J.C. Chandor aborde sous un angle plus musclé sa thématique du conflit moral et de la survie, au cœur de sa remarquable filmographie dans Margin Call (2011), All is lost (2013) ou encore A Most Violent Year (2014).  Le postulat en soit est assez classique du cinéma d’action et de guerre contemporain dans l’étude de ses soldats d’élite américains habitués des missions d’élite et des basses besognes pour le gouvernement. Rendus à la vie civile, ce sont des guerriers inadaptés au quotidien pouvant sombrer dans la dépression, monnayer leurs aptitudes dans la sécurité ou pire la criminalité. Chacun à leur manière des films aussi divers que Extrême préjudice de Walter Hill (1987), Rock de Michael Bay ou encore American Sniper de Clint Eastwood (2015) ont abordés le sujet. On comprend aisément aussi ce qui a pu intéresser Kathryn Bigelow sur ce projet qu’elle devait initialement réaliser, proche des préoccupations de son Démineurs (2009). 

Le scénario dépeint ainsi les cinq anciens frères d’armes Redfly (Ben Affleck), Pope (Oscar Isaac), William (Charlie Hunnam), Benny (Garrett Hedlund) et Catfish (Pedro Pascal) se retrouver pour une mission secrète. L’enjeu semble initialement moral et pécuniaire avec le hold-up de la forteresse d’un baron de la drogue sud-américain. Une bonne action qui sera de surcroit lucrative en somme, juste récompense pour ces soldats qui ont tant donné à perte pour leur pays. La vérité est que tous sont restés accroc à ce danger et cette adrénaline, sentiment qu’ils cherchent à étouffer (Ben Affleck réduit à la triste existence d’agent immobilier), contrôler (Charlie Hunnam narrant la brutalité importée à la vie civile à un groupe de jeune soldat) ou compenser avec Benny s’adonnant free fight. A la minute où ils daignent ne serait-ce qu’écouter la proposition de Pope, malgré les hésitations de certains, le sort en est jeté et l’on sait qu’ils accepteront. Chandor observe avec brio le professionnalisme méticuleux des préparatifs du coup et dans le même temps la complicité goguenarde (Affleck feignant ne pas avoir réfléchit à un plan d’action sous le rire de ses acolytes) du groupe enfin dans son élément. 

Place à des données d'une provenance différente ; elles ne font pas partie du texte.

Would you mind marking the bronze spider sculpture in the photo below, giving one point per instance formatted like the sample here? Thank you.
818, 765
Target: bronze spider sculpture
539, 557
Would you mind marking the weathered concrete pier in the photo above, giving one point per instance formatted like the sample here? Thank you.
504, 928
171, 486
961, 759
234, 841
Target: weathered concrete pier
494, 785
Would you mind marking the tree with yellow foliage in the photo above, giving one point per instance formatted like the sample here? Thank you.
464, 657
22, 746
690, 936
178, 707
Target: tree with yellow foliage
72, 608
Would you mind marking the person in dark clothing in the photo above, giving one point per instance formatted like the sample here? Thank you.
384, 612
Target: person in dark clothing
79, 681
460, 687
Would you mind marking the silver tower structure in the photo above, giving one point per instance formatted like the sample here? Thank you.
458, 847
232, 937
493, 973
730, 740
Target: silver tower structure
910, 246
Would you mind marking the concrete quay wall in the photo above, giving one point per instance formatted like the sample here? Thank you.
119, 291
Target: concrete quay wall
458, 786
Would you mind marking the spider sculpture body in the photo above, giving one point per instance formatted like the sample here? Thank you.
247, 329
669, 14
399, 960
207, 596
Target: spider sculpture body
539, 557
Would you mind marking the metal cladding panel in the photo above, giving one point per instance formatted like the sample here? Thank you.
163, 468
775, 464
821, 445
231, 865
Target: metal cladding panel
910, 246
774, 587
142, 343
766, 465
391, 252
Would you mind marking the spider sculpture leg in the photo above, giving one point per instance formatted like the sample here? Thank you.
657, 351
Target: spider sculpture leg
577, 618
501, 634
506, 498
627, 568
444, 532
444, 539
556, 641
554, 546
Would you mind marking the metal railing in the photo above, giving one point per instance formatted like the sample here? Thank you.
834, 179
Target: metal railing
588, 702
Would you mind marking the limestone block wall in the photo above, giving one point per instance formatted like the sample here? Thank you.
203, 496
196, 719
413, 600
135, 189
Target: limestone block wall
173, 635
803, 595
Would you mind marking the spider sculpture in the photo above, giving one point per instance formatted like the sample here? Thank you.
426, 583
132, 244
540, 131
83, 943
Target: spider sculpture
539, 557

Cependant leurs campagnes les plus périlleuses ne relevaient pas d’un dessein individualiste même pour les actions les plus discutables (patriotisme en tête) et l’instinct de survie/entraînement guidaient le moindre de leurs actions. La mission relevant de maux bien plus personnels pour eux, les déraillements infimes s’accumulent (l’appât du gain en tête qui ne leur fait pas quitter les lieux assez tôt, occupés qu’ils sont à ramasser les billets) pour compromettre l’issue de l’entreprise. Ben Affleck présenté comme le protagoniste le plus fiable et rigoureux est remarquable de fébrilité sous une carrure impressionnante. Alors que l’on s’attend à une odyssée dans les ténèbres et la folie façon Sorcerer de William Friedkin (1978), Chandor en reste pourtant à un questionnement moral où le groupe vacillera entre son humanité et la seule cupidité. Il laisse une chance à ces personnages dans une hésitation typique de ses films précédents, en particulier les enjeux de réussite personnelle d’A Most Violent Year. Plutôt que le nihilisme annoncé, les héros retrouvent la lumière au fil de l’allègement contraint de leur charge en billet pour une autre, plus cruciale.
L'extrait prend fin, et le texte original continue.